Consumer electronics giant Sony will join Fujitsu Ltd and Canon Inc and auto makers, including Honda Motor Co Ltd, in a barrage of earnings scorecards, mostly for the third quarter, October to December.
Japan's electronics makers are expected to post strong quarterly results, thanks to robust sales of digital appliances like DVD recorders, liquid crystal display (LCD) televisions and digital cameras.
"Investors will be keeping an eye on developments in the forex market, but the big focus of the week will be the major earnings reports," said Masaaki Higashida, deputy general manager at Nomura Securities' investment information department.

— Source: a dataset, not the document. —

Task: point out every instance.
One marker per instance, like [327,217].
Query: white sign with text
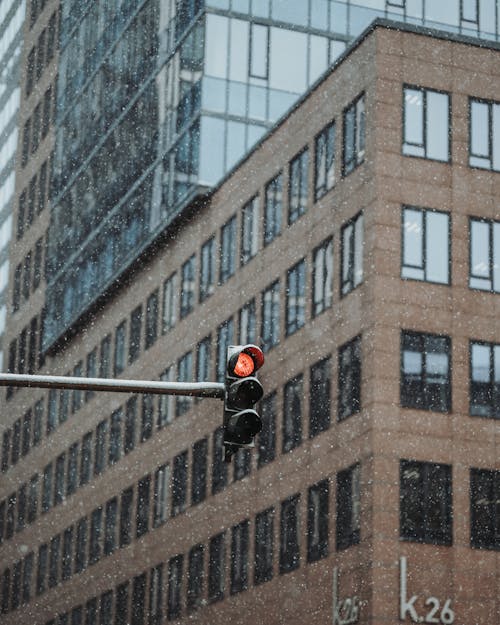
[436,610]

Traders said the Nikkei share average would probably move between 10,800 and 11,400, after rising 1.95 percent last week to 11,069.01.

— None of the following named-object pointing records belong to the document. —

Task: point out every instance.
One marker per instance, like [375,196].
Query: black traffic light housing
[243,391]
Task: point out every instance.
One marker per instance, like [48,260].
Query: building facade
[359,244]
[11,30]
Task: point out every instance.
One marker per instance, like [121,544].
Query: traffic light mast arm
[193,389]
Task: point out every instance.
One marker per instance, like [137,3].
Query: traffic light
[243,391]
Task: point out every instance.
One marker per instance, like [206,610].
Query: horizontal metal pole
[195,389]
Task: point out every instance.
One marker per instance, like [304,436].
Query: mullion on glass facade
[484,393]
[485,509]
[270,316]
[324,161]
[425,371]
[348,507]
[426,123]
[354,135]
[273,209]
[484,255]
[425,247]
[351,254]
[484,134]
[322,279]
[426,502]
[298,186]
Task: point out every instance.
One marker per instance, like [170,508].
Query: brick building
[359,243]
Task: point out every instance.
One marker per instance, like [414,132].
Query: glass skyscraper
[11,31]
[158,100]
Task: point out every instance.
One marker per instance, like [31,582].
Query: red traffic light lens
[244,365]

The Nikkei, which hit a three month closing high of 11,103.1 on Tuesday, has been supported by foreign investors, who exchange data showed were net buyers of Japanese shares for the fifth straight week in the week ended on January 16.
But traders warned that, with tech shares in particular having already posted handsome gains so far this year, many investors would be looking to take profits on stocks that failed to beat market expectations for third-quarter earnings.
"I'd be taking a cautious stance this week because, as we've seen in the US, most of the good news is already reflected in stock prices," said Yutaka Miura, deputy manager of equity information at Shinko Securities.
Shares in US technology giants, including Lucent Technologies and Advanced Micro Devices Inc, tumbled last week even though both of those companies posted strong quarterly earnings.
The US Nasdaq Composite Index ended down for the first week in seven.
In Japan, Sony shares are up 20 percent so far this year, outperforming the Nikkei's 3.7 percent rise and spurred by news of strong sales of DVD recorders and other digital appliances over the year-end holiday period.
Many fund managers remain cool on the stock.
"There'll be no 'Sony shock' this time round, as expectations are still fairly low," said Koichi Ogawa, chief portfolio manager at Daiwa SB Investments, referring to a surprise $1 billion loss that Sony announced in April 2003.
"In terms of future strategy and the progress of restructuring, it's still a bit unclear where Sony is at right now."
Traders will also have an eye on foreign exchange markets, where a recent rise in the value of the yen threatens to eat into the overseas earnings of Japanese exporters.
The dollar was trading at around 106.7 yen on Saturday, well below the average break-even level of 111 yen to the dollar in a recent survey of large manufacturers by the government.
Analysts said investors would likely continue to focus on laggard domestic sectors such as construction and real estate, which are benefiting from Japan's mild economic recovery and are sheltered from the effects of a stronger yen.
The biggest sector winner so far this year is real estate, which has risen 16.4 percent, supported by recent data that showed Tokyo land prices were finally starting to bottom out after a 13-year slump.